I manage a very diverse group of people at my job. There are many personalities and backgrounds, some older folks, and lately a lot of millennials. Managing all of these personalities can get tricky sometimes, especially when there is conflict. I, like many people I suppose, do not like conflict. I think that most of us feel like if we just leave it alone, it’ll go away. This is not a healthy solution because inevitably it doesn’t go away; it festers and becomes an even bigger issue.
Sometimes these personalities get very confrontational, and that can be even worse. People say things they don’t mean out of anger or frustration, and then, neither side is open to hearing the other and resolving the issue. Instead they are only concerned with holding their own position. Furthermore, when someone feels that they are being attacked, they go into fight or flight mode. We have all heard of this before. It is the “knee-jerk” reaction that comes from a very small part in the center of our brain—the amygdala. The key word here is reaction. This is why we need to practice to remain calm, take a pause, and allow ourselves (and the other person for that matter) time to process the situation. By doing that, we allow our frontal cortex to catch up. This is the part of the brain that has sense and reason. We need to be able to have reasonable thoughts about the situation so that we can respond rather than react. When we pause, it gives us room to assess and, if necessary, change our interpretation of events.
Understand this, my dear brothers and sisters: You must all be quick to listen, slow to speak, and slow to get angry.
When these situations occur at work, I tell the people involved to take a few minutes to cool off before we reconvene to talk things over. Sometimes, we have to do this a couple of times before they get to a place where they can communicate without being combative. It’s hard to be calm when you believe you are being wronged! That is why it is so important to take a little time to really figure out what is going on inside yourself. Take a pause to listen; then you can respond rather than react.
When you are in conflict take a pause to ask yourself these questions:
- What am I feeling?
- Why am I feeling this way?
- What is the role of the person that I’m in conflict with (what did they do or say?)
- Why would a reasonable person do or say this?

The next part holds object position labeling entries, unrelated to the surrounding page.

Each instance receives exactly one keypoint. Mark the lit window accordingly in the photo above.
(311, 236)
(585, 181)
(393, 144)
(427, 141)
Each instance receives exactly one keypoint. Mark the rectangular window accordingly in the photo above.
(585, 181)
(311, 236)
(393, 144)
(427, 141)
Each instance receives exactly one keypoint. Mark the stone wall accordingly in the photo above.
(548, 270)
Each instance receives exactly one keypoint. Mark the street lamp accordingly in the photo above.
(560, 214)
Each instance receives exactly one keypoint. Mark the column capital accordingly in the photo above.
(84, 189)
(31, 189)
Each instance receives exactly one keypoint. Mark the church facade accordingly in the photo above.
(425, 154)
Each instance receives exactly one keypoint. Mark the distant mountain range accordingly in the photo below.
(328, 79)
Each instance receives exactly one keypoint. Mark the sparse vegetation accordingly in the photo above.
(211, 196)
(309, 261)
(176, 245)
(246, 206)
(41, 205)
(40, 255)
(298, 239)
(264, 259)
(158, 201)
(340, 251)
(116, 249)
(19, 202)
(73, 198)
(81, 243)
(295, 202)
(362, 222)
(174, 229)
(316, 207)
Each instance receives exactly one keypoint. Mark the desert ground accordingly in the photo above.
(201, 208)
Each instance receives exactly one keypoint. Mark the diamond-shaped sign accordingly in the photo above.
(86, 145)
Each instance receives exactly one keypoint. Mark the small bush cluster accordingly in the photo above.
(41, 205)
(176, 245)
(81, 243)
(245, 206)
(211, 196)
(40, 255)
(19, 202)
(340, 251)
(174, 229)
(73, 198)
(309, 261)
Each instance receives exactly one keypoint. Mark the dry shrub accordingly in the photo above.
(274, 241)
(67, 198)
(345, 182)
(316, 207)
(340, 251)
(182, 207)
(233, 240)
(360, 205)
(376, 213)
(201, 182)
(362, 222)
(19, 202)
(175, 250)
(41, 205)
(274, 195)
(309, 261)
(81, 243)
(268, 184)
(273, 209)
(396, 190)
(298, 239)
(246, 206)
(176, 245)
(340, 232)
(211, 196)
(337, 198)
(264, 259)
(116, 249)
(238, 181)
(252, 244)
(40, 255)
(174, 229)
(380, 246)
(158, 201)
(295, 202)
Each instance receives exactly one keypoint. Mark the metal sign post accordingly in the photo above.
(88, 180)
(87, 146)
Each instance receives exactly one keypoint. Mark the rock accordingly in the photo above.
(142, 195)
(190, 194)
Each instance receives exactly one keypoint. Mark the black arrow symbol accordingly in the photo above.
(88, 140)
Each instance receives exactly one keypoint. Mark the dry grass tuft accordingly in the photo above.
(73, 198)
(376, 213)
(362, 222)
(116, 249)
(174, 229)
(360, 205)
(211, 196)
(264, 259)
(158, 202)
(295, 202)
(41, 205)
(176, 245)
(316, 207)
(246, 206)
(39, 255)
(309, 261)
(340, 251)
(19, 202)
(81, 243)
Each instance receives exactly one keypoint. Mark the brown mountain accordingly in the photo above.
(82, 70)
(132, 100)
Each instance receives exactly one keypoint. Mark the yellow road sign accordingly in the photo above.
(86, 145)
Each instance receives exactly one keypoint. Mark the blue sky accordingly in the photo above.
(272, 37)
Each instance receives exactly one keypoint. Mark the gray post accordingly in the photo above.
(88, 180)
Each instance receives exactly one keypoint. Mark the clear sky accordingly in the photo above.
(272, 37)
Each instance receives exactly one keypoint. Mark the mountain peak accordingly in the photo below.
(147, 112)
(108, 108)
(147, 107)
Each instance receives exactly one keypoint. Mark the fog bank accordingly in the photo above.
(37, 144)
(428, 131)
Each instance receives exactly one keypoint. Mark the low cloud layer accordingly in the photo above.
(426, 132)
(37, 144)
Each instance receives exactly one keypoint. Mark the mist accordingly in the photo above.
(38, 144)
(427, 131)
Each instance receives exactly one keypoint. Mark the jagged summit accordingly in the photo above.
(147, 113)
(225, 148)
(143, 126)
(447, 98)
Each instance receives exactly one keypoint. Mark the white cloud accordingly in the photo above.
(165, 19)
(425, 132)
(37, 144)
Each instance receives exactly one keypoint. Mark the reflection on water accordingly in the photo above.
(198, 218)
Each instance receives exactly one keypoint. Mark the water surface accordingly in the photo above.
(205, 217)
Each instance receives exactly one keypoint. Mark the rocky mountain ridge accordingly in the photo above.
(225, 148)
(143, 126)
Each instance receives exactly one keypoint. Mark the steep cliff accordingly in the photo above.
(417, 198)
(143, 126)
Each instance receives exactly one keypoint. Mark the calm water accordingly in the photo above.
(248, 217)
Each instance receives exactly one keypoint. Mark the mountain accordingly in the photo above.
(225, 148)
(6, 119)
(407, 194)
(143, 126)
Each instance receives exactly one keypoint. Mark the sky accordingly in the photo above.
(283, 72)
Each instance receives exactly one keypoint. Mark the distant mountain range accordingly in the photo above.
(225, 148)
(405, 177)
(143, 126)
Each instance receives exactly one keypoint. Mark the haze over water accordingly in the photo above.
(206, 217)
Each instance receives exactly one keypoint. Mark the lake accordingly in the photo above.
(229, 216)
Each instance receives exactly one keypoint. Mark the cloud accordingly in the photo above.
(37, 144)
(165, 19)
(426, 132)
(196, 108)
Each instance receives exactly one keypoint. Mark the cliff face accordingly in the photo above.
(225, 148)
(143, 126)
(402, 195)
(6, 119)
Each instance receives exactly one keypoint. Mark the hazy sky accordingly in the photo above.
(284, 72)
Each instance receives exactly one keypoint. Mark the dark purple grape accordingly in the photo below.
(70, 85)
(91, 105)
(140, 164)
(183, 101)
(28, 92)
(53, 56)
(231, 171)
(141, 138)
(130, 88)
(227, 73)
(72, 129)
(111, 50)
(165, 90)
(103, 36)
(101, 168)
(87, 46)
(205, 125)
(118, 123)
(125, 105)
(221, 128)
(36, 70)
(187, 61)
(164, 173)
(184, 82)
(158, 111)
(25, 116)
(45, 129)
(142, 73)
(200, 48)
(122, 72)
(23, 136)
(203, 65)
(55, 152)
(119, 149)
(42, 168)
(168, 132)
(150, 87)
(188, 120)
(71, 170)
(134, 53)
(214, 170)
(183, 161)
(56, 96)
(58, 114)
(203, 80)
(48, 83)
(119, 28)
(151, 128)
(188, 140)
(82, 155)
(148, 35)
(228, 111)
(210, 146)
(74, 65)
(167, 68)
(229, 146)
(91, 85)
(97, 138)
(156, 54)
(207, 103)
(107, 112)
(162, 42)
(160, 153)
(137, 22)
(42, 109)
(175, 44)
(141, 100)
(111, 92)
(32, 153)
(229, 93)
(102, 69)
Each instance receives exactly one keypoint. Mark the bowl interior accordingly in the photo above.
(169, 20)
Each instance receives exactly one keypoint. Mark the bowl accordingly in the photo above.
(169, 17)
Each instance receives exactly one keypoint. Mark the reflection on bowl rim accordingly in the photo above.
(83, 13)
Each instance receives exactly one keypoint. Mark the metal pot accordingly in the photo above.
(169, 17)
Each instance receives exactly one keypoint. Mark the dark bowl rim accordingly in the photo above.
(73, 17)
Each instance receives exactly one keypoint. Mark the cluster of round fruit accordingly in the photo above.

- What is my role in the problem?
This is not an easy thing to do. It takes practice and intentionality. Write down these questions somewhere easily accessible, and intentionally pause to ask them the next time you have a conflict.
Heavenly Father, thank you for giving me such an amazing brain and complex emotions. Thank you for giving me guidance on how to use them in a healthy way. Help me to remain calm in volatile situations so I can listen well and respond rather than react to any situation. Amen.